Recently, the first "GOTC Global Open Source Technology Summit" jointly organized by the Open Atom Open Source Foundation and the Linux Foundation and Open Source China came to a successful conclusion at the Shanghai World Expo Center. As one of the board members of the LF AI & Data sub-foundation, Liam Zheng, senior technical expert of OPPO's digital intelligence engineering system, published a titled "The Next Generation of Artificial Intelligence: Logical Understanding?" at the GOTC "AI Big Data and Digital Economy" sub-forum. Physical understanding? "Speech. This article shares his views and understanding of the next generation of artificial intelligence through an interview with Liam.
Q1: What is the background of the speech "The core of the next generation of artificial intelligence is logical understanding and physical understanding" in this GOTC sub-forum?
OPPO has joined the LF AI & Data sub-foundation, and we look forward to working with it on open source projects. Before our open source projects come out, we also need some warm-up. In addition, the development of artificial intelligence to the current stage, everyone found that there were a lot of bad cases after the actual deployment and online, but it was not very convenient to modify the model, usually a large amount of calibration data was required to retrain the model. In order to solve the above problems, my view is that the next generation of artificial intelligence should deeply transform the algorithm from the logical level and the physical level, rather than simply adding data or making the model larger.
Q2: Then what aspects do you mainly introduce this problem from?
At that time, I mainly talked about 4 parts. The first part is the bottleneck currently faced by artificial intelligence; the second part is to introduce some of the views of the industry's majors on the next generation of artificial intelligence; the third part is my comparative analysis of human intelligence and artificial intelligence ; Finally came to the point that the core of the next generation of artificial intelligence should be logical understanding and physical understanding.
Q3: Compared with human intelligence, at which stage do you think artificial intelligence is?
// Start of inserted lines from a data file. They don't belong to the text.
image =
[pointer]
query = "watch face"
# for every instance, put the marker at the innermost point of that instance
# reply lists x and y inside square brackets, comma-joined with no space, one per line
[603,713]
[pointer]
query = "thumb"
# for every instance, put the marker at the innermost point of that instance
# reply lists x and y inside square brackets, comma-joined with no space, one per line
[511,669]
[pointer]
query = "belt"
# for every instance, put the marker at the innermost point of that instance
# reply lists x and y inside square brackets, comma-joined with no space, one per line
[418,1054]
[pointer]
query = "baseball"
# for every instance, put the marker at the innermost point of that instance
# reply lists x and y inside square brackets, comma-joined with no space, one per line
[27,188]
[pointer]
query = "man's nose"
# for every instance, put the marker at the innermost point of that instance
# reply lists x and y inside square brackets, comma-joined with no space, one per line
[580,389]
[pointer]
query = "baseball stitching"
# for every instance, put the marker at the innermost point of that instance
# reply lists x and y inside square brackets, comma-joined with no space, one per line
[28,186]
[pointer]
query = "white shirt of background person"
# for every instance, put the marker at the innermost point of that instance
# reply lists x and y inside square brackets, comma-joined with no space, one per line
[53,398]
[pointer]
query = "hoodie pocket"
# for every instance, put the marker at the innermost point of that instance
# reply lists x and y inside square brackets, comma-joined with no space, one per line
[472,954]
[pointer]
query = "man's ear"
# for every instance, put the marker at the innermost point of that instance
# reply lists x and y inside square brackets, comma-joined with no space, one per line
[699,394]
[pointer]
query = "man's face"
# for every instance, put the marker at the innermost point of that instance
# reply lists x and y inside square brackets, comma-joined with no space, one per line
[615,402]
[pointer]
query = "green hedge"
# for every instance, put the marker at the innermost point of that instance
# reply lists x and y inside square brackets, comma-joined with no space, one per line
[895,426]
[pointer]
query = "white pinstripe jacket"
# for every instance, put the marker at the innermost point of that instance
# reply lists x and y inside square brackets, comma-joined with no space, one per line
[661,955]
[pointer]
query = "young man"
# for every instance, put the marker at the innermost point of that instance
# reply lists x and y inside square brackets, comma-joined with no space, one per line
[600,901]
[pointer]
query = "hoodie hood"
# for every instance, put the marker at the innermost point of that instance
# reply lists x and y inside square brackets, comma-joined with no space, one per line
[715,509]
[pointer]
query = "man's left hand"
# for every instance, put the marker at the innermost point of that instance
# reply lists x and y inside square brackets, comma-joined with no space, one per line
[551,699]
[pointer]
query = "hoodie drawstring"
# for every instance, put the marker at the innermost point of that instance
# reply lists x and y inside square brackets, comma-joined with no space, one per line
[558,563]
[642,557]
Human intelligence actually has eight fields, and artificial intelligence currently only involves work in 2-3 of them. Data representation in most areas has not yet been involved. Therefore, the current artificial intelligence is actually in its infancy, and it is far from reaching a particularly comprehensive and complete stage.
Q4: Just mentioned the bottleneck of artificial intelligence, what do you think is the biggest bottleneck?
The two main points, one is the poor robustness, I gave an example: for example, to classify a panda picture, add some random noise, and then it becomes another category. It is a small disturbance, the results of the model judgment will be very different, and the model can even be controlled to misjudge a certain category.
Another point is the lack of interpretability. For example, sometimes the model may perform very well, and in some cases it may perform poorly, but it is not possible to locate the specific feature and layer, which causes the model to perform poorly.
The above two points were also mentioned in the lecture of "Safe and Trustworthy Artificial Intelligence" by Academician He Jifeng.
Q5: What do you think of the next-generation artificial intelligence industry?
In the speech, I introduced the opinions of several big coffees.
One is that Geoffrey E. Hinton proposed the perspective of the capsule network. He believes that the cv model should not be Invariant, it should be Equivariant, that is, it can reflect the structure of the image; the current convolution model cannot reflect the structural information in the image. Put a certain part in any position, and the result will not change. For example, if a person's eyes are randomly placed, it will be a face. But if a person sees it by himself, if the position of the person's eyes is shifted a lot, they will not look like a face at all.
The second is Yan LeCun. He proposed that the next generation of artificial intelligence mainly relies on self-supervised learning. I basically agree with this view. The logical and physical initialization model space is through self-supervised learning. Currently, machine learning mainly relies on supervised learning. Come on, this is just a small part of machine learning
The third is the view of Professor Zhu Songchun, who believes that the next generation of artificial intelligence should be the crow paradigm, solving practical problems through multi-task learning with small samples;
Finally, there is Yoshua Bengio. He believes that artificial intelligence is currently in the perception stage, and the next stage is the cognitive stage, but I think the perception stage is far from over.
Q6: Why is it said that "the core of the next generation of artificial intelligence is logical understanding and physical understanding"?
The machine learning training set and test set are based on the assumption of IID (Independent and Identical Distribution). In fact, the data estimated after the line is often OOD (different from the training set distribution). Both IID and OOD refer to the distribution of representations, and a good representation will have a good OOD effect. Although the generalization ability of deep learning is better than traditional machine learning, it also faces the problem of OOD. When the sample space is large, the training set is always only a small part of the whole, and the distribution of the whole will be very different. Doing simple supervised learning on the tiny training set will only learn the local pattern of the training sample, because only the local pattern representation can achieve the IID effect of the training set and the test set, and the local pattern representation and the local pattern are far from satisfying the online After the OOD situation. In short, OOD is the essential reason for the poor robustness of current artificial intelligence.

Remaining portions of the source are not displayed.